Evaluation of single-photon emission tomography imaging of supratentorial brain gliomas with technetium-99m sestamibi

Abstract
Single-photon emission tomography (SPET) with technetium-99m sestamibi (MIBI) was carried out in 61 adult patients with supratentorial expanding brain lesions. Thirty-one patients had pathologically proven malignant glioma. Ten patients had pathologically proven low-grade glioma, while another 12 patients had a clinical diagnosis of low-grade glioma. The other eight patients had a variety of lesions including radiation necrosis (3), abscess (2), ischaemic stroke (2) and primary brain lymphoma (1). SPET was performed 15 min after administration of 740–930 MBq MIBI and transverse, sagittal and coronal views were reconstructed. Using computed tomography or magnetic resonance imaging guidance, a MIBI uptake index was computed as the ratio of counts in the lesion to counts in the contralateral homologous region.
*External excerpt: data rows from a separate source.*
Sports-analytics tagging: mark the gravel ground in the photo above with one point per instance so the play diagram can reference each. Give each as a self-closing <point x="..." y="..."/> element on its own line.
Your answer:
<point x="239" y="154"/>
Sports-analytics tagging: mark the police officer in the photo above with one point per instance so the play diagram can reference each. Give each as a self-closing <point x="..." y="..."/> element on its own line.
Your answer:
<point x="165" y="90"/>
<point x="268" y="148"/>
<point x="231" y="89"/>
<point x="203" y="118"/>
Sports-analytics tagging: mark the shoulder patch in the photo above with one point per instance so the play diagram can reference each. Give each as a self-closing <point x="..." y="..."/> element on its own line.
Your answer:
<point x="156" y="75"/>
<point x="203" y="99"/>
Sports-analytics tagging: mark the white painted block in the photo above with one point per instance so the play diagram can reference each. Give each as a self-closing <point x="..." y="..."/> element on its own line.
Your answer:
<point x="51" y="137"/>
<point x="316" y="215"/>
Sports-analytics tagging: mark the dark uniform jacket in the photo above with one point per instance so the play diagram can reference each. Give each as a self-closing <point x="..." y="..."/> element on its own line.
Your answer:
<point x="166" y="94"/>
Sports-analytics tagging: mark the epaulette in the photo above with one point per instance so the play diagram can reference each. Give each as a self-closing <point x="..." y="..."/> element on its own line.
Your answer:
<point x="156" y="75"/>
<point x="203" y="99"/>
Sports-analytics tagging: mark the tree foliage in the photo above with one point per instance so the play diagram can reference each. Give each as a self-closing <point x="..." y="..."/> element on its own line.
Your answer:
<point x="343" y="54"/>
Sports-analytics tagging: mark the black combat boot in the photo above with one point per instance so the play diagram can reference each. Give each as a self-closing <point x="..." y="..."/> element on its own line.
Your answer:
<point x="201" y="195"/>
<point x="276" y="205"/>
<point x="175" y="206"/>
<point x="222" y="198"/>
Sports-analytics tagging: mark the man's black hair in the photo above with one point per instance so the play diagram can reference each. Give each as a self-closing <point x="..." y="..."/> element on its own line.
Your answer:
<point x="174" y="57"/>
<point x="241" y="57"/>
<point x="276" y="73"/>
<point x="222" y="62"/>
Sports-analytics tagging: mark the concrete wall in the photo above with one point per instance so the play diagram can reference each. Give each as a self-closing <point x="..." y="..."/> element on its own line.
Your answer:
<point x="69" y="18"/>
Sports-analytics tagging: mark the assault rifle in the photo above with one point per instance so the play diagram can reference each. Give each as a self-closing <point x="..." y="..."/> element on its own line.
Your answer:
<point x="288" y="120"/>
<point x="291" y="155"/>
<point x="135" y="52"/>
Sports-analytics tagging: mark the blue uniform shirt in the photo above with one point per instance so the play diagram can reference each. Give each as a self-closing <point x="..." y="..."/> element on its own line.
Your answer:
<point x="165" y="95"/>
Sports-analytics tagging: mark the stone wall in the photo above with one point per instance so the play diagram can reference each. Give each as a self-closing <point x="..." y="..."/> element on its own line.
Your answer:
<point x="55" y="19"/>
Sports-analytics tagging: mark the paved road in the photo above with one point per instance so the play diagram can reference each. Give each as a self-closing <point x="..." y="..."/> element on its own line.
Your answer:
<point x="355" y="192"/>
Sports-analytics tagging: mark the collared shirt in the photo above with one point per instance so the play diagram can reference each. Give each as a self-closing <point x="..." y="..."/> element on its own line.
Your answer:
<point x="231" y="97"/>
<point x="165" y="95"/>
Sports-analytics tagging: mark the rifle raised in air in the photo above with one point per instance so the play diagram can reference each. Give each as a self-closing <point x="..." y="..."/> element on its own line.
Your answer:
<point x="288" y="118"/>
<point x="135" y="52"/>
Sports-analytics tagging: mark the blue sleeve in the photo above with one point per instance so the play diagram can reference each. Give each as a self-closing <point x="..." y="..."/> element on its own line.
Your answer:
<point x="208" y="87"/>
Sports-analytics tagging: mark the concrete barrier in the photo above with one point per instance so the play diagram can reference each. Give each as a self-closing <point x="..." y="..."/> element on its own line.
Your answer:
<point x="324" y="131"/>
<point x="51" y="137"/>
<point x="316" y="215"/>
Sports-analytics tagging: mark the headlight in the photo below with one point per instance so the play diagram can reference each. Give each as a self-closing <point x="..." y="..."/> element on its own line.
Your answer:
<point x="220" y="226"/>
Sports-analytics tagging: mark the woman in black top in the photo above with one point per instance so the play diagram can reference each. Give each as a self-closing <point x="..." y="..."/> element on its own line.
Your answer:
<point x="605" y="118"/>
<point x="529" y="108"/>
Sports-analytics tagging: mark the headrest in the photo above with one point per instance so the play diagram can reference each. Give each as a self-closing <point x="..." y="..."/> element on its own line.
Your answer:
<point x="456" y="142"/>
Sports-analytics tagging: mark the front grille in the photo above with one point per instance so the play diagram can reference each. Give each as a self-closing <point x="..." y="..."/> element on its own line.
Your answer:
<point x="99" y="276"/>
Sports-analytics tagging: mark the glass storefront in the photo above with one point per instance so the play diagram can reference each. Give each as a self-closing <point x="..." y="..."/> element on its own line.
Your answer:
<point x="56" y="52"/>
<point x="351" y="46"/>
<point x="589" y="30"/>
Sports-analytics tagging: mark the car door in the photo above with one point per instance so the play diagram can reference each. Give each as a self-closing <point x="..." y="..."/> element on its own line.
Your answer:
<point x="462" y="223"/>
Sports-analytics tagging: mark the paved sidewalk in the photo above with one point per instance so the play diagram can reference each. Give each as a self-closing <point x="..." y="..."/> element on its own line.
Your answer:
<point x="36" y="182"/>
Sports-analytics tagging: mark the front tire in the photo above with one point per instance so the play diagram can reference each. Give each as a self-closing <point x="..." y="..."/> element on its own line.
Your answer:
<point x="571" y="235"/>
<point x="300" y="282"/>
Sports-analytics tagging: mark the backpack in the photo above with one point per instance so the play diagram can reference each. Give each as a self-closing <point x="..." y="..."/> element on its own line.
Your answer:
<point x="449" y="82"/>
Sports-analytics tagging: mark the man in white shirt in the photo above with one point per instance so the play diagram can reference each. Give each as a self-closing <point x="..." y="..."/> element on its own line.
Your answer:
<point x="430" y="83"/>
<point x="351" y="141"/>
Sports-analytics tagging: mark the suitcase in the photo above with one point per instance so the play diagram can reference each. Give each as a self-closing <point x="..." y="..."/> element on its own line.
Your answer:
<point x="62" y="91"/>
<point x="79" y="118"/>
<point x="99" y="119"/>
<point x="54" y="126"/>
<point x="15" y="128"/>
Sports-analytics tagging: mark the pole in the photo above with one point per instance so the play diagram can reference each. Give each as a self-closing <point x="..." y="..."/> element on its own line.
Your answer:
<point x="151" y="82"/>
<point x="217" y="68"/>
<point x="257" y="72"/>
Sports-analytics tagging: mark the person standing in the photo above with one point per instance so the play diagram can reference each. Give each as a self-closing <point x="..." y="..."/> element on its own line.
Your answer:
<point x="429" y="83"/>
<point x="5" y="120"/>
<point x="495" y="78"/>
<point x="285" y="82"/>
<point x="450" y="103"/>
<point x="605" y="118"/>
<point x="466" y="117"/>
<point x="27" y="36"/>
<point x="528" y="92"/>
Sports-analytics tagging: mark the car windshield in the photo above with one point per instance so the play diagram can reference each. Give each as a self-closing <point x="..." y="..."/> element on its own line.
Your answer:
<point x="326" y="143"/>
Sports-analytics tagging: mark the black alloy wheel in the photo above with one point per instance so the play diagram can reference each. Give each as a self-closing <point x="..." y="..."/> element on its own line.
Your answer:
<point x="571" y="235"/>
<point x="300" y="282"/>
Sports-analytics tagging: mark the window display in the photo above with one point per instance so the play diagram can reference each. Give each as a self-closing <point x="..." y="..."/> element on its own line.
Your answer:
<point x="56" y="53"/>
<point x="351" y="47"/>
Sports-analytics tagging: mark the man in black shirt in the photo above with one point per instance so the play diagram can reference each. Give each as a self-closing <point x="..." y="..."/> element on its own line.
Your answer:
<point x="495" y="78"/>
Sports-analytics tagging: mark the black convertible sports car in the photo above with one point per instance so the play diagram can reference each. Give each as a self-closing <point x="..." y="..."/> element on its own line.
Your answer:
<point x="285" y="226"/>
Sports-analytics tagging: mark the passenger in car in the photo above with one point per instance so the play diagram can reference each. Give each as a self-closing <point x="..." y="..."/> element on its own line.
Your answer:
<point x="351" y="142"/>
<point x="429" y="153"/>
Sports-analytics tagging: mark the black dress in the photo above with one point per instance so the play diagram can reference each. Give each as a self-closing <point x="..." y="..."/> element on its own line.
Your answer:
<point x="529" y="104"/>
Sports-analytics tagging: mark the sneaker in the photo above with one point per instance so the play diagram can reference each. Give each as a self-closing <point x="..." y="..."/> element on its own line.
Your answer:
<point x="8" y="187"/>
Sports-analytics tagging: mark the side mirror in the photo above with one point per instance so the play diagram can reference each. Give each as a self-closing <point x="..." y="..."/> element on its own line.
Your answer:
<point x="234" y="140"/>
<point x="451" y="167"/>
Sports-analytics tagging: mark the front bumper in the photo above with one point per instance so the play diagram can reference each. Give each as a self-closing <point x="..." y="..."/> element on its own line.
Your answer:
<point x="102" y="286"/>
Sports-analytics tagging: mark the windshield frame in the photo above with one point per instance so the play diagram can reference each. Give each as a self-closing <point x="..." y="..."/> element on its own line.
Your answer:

In high-grade gliomas, the MIBI index ranged from 1.9 to 6.6 (mean 3.6 ± 1.4) whereas it ranged from 0.8 to 1.7 (1.1 ± 0.2) in the pathologically proven low-grade group (P < 0.01). No significant difference was found between the two low-grade groups (1.1 ± 0.2 vs 1.1 ± 0.2). No overlap was found between high-grade and low-grade glioma index values. Patients with suspected radiation necrosis, cerebral abscess or ischaemic stroke did not demonstrate high MIBI uptake (0.9–2.2), whereas one patient with brain lymphoma did (3.9). This study suggests that MIBI SPET imaging is of value in distinguishing low-from high-grade supratentorial gliomas in adults.